1) If sin alpha = -4/5, and cos alpha>0, find tan alpha and sec alpha.2) If cot x = -3/2 and sec x<0, find sin x and cos x.3) If cos theta = 0.54, find sin(theta-pi/2).4) If cot x = -0.18, find tan(x-pi/2).Please explain/show steps, I'm very lost on how to do these!

1)

cos(α) > 0, is just another way to say cos(α) is positive, and therefore, the adjacent side is positive then.

now, on -4/5, keep in mind that the hypotenuse is just a radius unit, and therefore is never negative, so in -4/5, the negative has to be the -4.

[tex]\bf sin(\alpha)=\cfrac{\stackrel{opposite}{-4}}{\stackrel{hypotenuse}{5}}\impliedby \textit{let's find the \underline{adjacent side}} \\\\\\ \textit{using the pythagorean theorem}\\\\ c^2=a^2+b^2\implies \pm\sqrt{c^2-b^2}=a \qquad \begin{cases} c=hypotenuse\\ a=adjacent\\ b=opposite\\ \end{cases} \\\\\\ \pm\sqrt{5^2-(-4)^2}=a\implies \pm 3=a\implies \stackrel{cos(\alpha)\ \textgreater \ 0}{+3=a}\\\\ -------------------------------[/tex]

[tex]\bf tan(\alpha)=\cfrac{\stackrel{opposite}{-4}}{\stackrel{adjacent}{3}}\qquad \qquad sec(\alpha)=\cfrac{\stackrel{hypotenuse}{5}}{\stackrel{adjacent}{3}}[/tex]



2)

[tex]\bf cot(x)=\cfrac{\stackrel{adjacent}{-3}}{\stackrel{opposite}{2}}\impliedby \textit{let's find the \underline{hypotenuse}} \\\\\\ \textit{using the pythagorean theorem}\\\\ c^2=a^2+b^2\implies c=\sqrt{a^2+b^2} \qquad \begin{cases} c=hypotenuse\\ a=adjacent\\ b=opposite\\ \end{cases} \\\\\\ c=\sqrt{(-3)^2+2^2}\implies c=\sqrt{13}\\\\ -------------------------------[/tex]

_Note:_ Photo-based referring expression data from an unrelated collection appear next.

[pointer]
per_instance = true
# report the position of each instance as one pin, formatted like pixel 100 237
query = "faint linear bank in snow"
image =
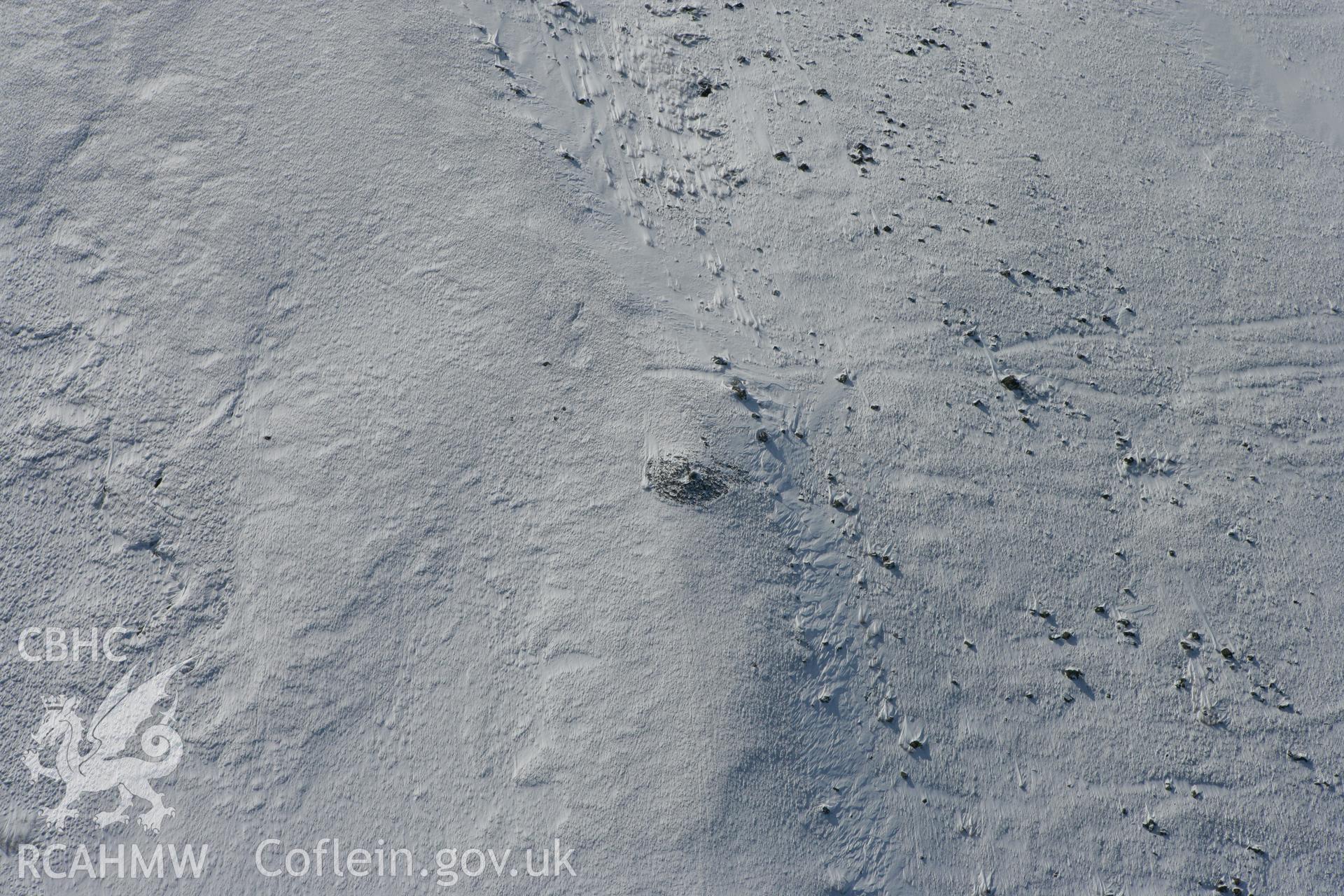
pixel 1294 89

[tex]\bf sin(x)=\cfrac{\stackrel{opposite}{2}}{\stackrel{hypotenuse}{\sqrt{13}}}\quad \stackrel{rationalizing~it}{\implies }\quad \cfrac{2}{\sqrt{13}}\cdot \cfrac{\sqrt{13}}{\sqrt{13}}\implies \cfrac{2\sqrt{13}}{13} \\\\\\ cos(x)=\cfrac{\stackrel{adjacent}{-3}}{\stackrel{hypotenuse}{\sqrt{13}}}\quad \stackrel{rationalizing~it}{\implies }\quad \cfrac{-3}{\sqrt{13}}\cdot \cfrac{\sqrt{13}}{\sqrt{13}}\implies -\cfrac{3\sqrt{13}}{13}[/tex]

hmm the sec(x) < 0, is just another way to say sec(x) is negative, and since the cosine is the reciprocal of the secant, then the cosine is also negative.  Now in the fraction -3/2, which is the negative?  since it could be -3/2 or 3/-2, well, anyhow, is the -3, because is the adjacent side, which is used by the cosine, that we know is negative.